Most scriptwriters today could never deliver the quality of product regularly produced by the likes of Carl Reiner, Jackie Gleason, and all those other writers working in an industry with so many creative limits forty years ago.

Consider sex, almost certainly the most notable of the many topics the TV shows of the 1950s and '60s weren't allowed to mention. Now try to imagine a current comedy series without sexual material as an essential element.

But has adding colors to the palette resulted in better programming? It appears that TV Guide's May 4 cover story choosing the fifty greatest television series ever reaches the conclusion that more latitude has actually produced less quality.

Were there a correlation between program quality and the lessening of restraints on television's writing and producing corps - that thing Hollywood calls "creative license" -- one would expect the magazine's list to be heavily weighted in favor of shows appearing in the last twenty-five years, and especially in the last ten.

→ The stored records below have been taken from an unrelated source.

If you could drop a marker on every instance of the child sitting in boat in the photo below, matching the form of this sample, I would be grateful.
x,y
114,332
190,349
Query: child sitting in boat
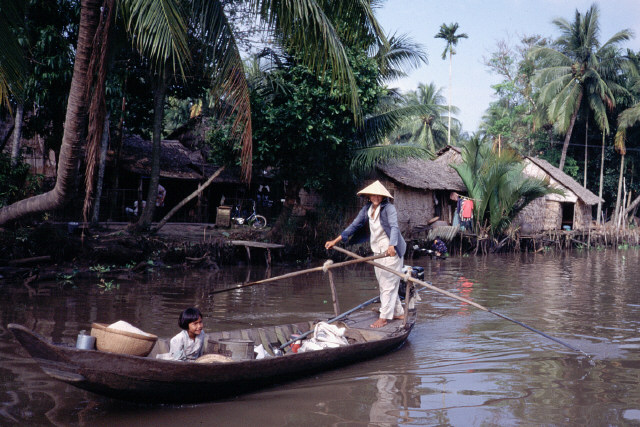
x,y
188,344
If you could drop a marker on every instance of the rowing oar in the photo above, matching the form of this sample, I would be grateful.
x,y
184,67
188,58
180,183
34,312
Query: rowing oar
x,y
459,298
335,319
325,267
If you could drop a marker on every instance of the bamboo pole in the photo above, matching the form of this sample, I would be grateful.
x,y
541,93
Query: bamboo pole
x,y
298,273
334,293
449,294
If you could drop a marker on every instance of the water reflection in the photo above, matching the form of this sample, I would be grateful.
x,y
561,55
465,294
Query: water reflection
x,y
461,366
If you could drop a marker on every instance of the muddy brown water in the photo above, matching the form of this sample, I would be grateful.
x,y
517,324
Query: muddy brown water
x,y
460,366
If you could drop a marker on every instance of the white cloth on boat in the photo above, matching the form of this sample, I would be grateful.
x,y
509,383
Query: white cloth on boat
x,y
324,336
184,348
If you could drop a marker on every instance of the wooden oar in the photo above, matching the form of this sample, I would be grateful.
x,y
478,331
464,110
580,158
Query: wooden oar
x,y
459,298
338,317
325,267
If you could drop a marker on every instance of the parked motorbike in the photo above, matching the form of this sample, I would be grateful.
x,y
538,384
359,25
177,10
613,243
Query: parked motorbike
x,y
254,220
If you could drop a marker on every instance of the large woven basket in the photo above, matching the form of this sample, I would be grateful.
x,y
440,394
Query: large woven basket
x,y
122,342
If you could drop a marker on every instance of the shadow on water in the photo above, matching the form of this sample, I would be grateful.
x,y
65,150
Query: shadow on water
x,y
461,366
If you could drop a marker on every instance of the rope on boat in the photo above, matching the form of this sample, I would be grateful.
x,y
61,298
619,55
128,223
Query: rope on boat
x,y
459,298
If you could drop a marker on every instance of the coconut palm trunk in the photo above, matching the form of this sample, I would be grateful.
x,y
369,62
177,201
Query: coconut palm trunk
x,y
158,114
17,134
598,215
450,95
619,207
75,122
567,137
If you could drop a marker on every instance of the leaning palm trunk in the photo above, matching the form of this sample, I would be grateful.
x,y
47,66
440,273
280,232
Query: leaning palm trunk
x,y
74,129
17,134
158,114
567,137
619,207
450,95
101,167
598,215
586,145
186,200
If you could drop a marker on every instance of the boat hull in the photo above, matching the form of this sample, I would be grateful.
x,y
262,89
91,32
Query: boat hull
x,y
145,379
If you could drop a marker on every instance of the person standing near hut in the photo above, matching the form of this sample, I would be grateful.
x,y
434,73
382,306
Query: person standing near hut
x,y
379,220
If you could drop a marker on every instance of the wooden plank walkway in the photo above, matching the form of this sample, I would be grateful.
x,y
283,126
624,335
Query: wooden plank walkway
x,y
261,245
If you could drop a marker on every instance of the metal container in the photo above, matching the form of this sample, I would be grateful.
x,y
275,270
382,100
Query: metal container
x,y
85,342
239,349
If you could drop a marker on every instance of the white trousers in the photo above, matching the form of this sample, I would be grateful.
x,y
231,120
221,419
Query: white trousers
x,y
389,283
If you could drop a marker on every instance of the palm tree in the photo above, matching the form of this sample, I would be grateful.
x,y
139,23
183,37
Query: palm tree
x,y
159,29
497,184
448,33
577,66
628,119
428,128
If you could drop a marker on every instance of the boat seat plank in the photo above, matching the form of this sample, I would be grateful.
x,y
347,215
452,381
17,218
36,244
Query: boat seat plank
x,y
265,341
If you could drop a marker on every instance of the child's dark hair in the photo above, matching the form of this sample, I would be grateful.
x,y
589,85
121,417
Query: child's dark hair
x,y
191,314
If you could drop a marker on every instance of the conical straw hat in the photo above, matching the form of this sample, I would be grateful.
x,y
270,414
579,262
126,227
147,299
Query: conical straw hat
x,y
375,189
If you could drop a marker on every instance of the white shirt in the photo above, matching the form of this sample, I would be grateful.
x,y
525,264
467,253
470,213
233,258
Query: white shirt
x,y
184,348
379,240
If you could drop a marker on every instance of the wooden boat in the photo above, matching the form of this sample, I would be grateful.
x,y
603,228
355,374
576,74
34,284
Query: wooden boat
x,y
147,379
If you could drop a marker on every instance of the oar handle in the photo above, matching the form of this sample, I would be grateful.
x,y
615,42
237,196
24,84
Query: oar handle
x,y
338,317
298,273
449,294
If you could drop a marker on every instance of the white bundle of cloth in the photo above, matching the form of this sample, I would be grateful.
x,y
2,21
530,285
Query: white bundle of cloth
x,y
324,336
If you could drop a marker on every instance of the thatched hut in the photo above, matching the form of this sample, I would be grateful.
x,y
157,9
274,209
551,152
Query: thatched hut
x,y
573,210
422,189
181,171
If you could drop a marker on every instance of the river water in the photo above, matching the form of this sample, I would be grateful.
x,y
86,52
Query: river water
x,y
461,366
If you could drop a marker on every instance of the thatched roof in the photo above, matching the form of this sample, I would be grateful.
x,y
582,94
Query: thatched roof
x,y
565,180
176,161
424,174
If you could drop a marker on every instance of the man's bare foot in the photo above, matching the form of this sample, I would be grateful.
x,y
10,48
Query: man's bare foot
x,y
379,323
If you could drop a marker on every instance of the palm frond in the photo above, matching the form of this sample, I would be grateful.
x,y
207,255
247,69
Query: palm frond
x,y
11,55
159,31
365,160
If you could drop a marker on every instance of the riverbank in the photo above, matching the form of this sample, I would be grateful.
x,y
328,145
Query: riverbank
x,y
58,251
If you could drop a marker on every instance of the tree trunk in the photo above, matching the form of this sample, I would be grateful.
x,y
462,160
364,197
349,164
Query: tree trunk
x,y
619,207
117,147
567,137
450,96
186,200
632,206
101,166
75,123
17,134
586,144
158,114
601,181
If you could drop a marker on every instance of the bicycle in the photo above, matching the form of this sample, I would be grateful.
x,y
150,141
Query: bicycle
x,y
254,220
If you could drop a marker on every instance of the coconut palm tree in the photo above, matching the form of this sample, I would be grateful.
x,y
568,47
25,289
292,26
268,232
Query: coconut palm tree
x,y
497,184
159,30
576,66
628,119
448,34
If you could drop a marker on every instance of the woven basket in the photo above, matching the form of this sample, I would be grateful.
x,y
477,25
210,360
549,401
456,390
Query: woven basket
x,y
122,342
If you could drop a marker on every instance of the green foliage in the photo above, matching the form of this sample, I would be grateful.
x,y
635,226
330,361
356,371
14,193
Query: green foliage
x,y
16,182
108,285
497,185
303,128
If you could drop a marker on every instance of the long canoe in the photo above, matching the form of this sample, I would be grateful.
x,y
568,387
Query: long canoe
x,y
147,379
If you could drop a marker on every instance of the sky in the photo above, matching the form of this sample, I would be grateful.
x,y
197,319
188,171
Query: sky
x,y
486,22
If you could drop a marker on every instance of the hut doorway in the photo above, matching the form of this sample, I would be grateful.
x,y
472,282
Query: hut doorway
x,y
567,215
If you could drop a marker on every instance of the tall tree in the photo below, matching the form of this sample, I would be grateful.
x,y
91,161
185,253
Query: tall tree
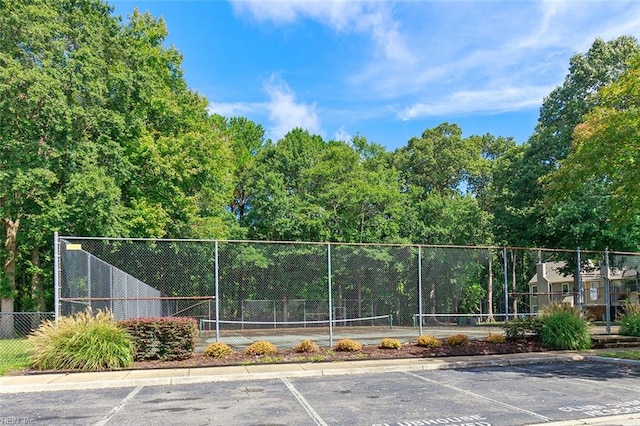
x,y
604,157
561,112
99,135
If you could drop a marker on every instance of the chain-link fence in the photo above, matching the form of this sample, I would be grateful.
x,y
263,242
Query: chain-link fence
x,y
234,287
14,329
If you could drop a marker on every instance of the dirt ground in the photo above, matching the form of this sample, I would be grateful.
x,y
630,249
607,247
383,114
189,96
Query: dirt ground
x,y
407,350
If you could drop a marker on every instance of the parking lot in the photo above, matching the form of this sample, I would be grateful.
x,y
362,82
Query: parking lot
x,y
512,395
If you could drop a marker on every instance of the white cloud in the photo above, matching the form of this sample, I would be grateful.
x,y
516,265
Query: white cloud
x,y
438,58
366,17
487,101
285,112
233,109
343,135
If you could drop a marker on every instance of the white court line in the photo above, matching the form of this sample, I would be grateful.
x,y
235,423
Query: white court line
x,y
495,401
301,399
119,407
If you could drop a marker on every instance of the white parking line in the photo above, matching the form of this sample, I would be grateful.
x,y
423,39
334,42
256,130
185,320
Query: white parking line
x,y
495,401
119,407
305,404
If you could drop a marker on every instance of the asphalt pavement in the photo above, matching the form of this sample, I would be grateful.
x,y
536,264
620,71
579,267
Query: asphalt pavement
x,y
551,388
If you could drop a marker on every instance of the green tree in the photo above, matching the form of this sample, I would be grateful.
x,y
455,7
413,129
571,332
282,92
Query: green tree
x,y
519,188
99,135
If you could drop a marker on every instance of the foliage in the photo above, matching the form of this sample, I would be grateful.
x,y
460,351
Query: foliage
x,y
347,345
457,340
630,320
496,338
83,341
307,346
564,327
524,216
217,350
388,343
427,341
606,148
522,328
261,347
164,338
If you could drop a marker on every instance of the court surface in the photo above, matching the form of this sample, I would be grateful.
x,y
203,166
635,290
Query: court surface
x,y
514,395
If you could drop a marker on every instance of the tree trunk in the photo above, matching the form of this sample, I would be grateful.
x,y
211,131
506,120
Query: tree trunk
x,y
490,317
8,294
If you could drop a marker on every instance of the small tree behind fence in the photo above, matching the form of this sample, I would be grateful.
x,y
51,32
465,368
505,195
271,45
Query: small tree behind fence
x,y
286,284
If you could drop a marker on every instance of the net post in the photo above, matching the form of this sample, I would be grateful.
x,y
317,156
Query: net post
x,y
506,285
217,282
56,275
419,291
607,291
330,301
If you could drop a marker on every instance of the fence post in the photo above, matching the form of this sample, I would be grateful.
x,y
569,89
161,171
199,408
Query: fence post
x,y
56,275
217,282
579,275
506,285
607,291
420,290
330,301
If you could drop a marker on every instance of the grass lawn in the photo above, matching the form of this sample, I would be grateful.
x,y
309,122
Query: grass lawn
x,y
14,355
635,355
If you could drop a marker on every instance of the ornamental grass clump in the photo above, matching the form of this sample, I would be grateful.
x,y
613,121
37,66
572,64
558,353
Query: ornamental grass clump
x,y
217,350
630,320
347,345
428,341
564,327
388,343
306,346
261,347
457,340
83,341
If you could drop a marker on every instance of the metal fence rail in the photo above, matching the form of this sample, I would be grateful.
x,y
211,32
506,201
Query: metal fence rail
x,y
278,282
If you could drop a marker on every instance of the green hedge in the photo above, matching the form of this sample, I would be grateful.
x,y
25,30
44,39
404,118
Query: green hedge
x,y
164,339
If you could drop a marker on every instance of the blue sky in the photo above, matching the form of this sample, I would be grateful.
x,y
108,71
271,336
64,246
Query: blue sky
x,y
386,70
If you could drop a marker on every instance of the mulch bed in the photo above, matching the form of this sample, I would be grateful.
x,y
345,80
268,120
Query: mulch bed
x,y
368,352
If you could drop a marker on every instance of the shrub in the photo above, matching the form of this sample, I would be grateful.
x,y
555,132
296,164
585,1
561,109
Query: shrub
x,y
261,347
307,346
457,340
347,345
162,338
388,343
83,341
217,350
630,321
427,341
496,338
523,328
564,327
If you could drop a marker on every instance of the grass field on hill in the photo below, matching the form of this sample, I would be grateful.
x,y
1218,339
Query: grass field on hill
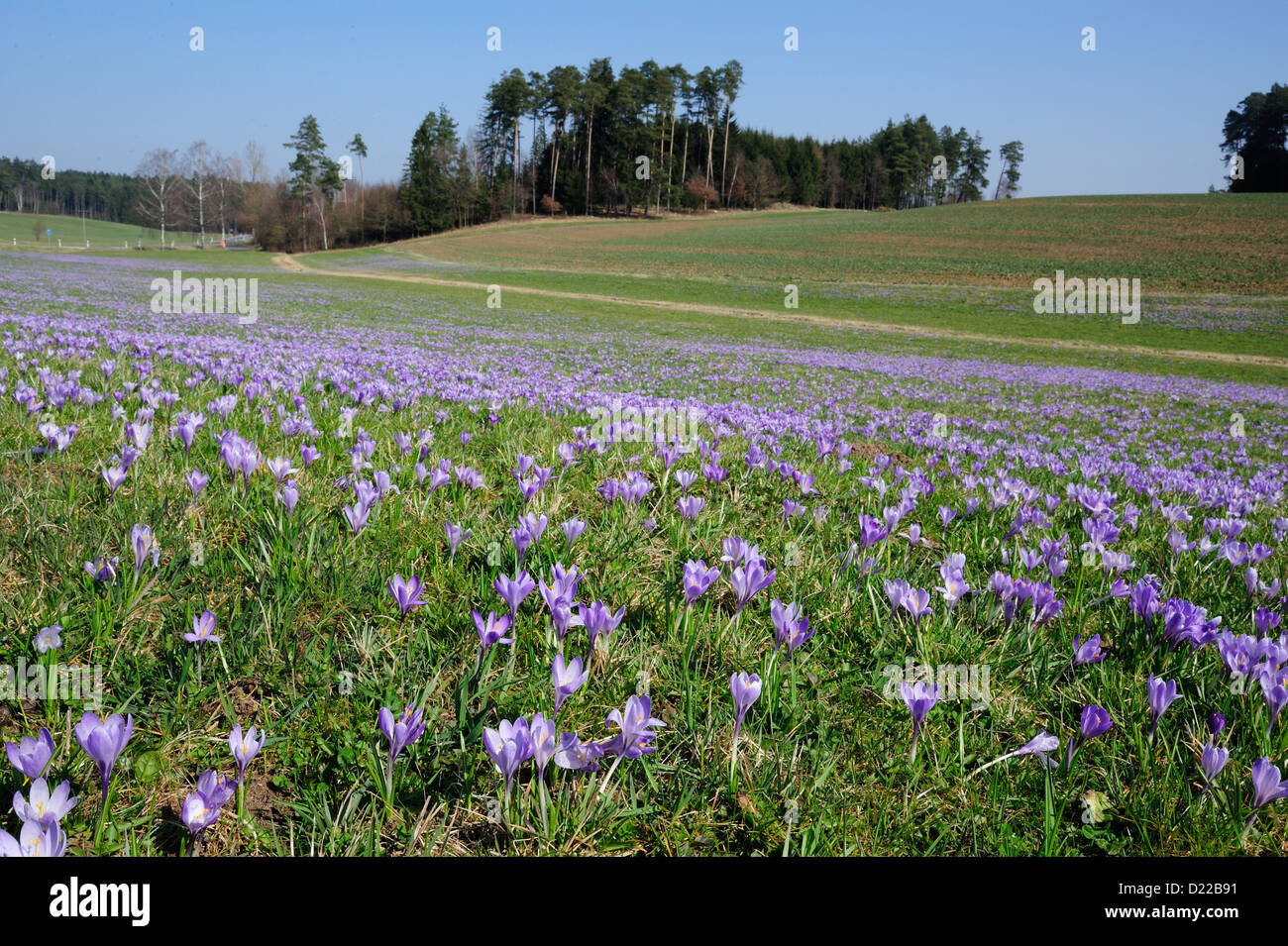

After all, how were you supposed to produce a first-rate series back when you couldn't portray a married couple sharing a bed, couldn't depict a single dad sleeping with his new girlfriend, and couldn't even say the word "pregnant"?

Somehow they managed. "The Dick Van Dyke Show" and "The Andy Griffith Show" both premiered more than forty years ago. TV Guide ranks "Van Dyke" thirteenth, "Griffith" ninth. Then there's "I Love Lucy," which began its run more than half a century ago; the magazine ranks it the second-greatest show in history. Coming in third is "The Honeymooners," another '50s show.

In fact, of the thirty-six prime-time broadcast-network entertainment series on the list (which also included the likes of "The Sopranos," "Sesame Street," "Nightline," and "The Oprah Winfrey Show") twenty were launched in the quarter-century between 1950 and 1974. In fact, only five of the top fifty have debuted in the past decade, a small-screen epoch of bare buttocks, crude language, and sitcom jokes concerning virtually every type of sexual practice.

Oh, sure - there's lots to nit-pick here, starting with "Seinfeld" rated as the greatest show in history. Cite the show for succeeding - wildly - in making something out of nothing, week after week - but that's it. How could "The Odd Couple," surely one of the funniest sitcoms of all time, not qualify? Why didn't "The Untouchables," for my money the greatest police drama of all time, make the cut? How in blazes did "Donahue" make the list but not "Barney Miller"?

A few of the selections will raise eyebrows with social conservatives, too. Some sex-heavy, even vulgar, series, such as "Seinfeld," "Friends," "Roseanne," and "Buffy the Vampire Slayer," are on the list. Yet again and again we observe among the picks a preference for older, cleaner series over newer, racier ones.

Where legal dramas are concerned, "The Defenders" is on; "L.A. Law" is not. Traditional-values series like "Bonanza" and "Gunsmoke" made it; the self-consciously "innovative" "NYPD Blue" and "Ally McBeal" didn't. While plenty of "edgy," critically acclaimed modern comedies and dramas could have occupied slot #50, the magazine instead honored that wholesome rerun staple, "Bewitched."

What happened? We may be seeing signs of a backlash against the networks' ever-relaxing standards. Given TV Guide's massive circulation and influence, this would be, to understate it more than a little, a positive development.

Moreover, the magazine's selections seem to endorse an idea that Hollywood usually resists: some restrictions on "artistic freedom" actually are conducive to artistic excellence. An artist once was challenged to produce quality. Today he's instructed to reach the lowest common denominator, by any means possible.

We're now well into a period when much of TV takes the easy way out, resorting to self-indulgence and sensationalism rather than the discipline and talent needed to tell a good story. Perhaps TV Guide's recognition of so many bygone shows will nudge the industry back to the future.

Yes, the world has changed, and yes, some of the old content restrictions were silly, but if the choice is between slightly stuffy then and almost-anything-goes now, I'll take Rob and Laura Petrie, twin beds and all, over Will and Grace and just about everything else on the idiot box today.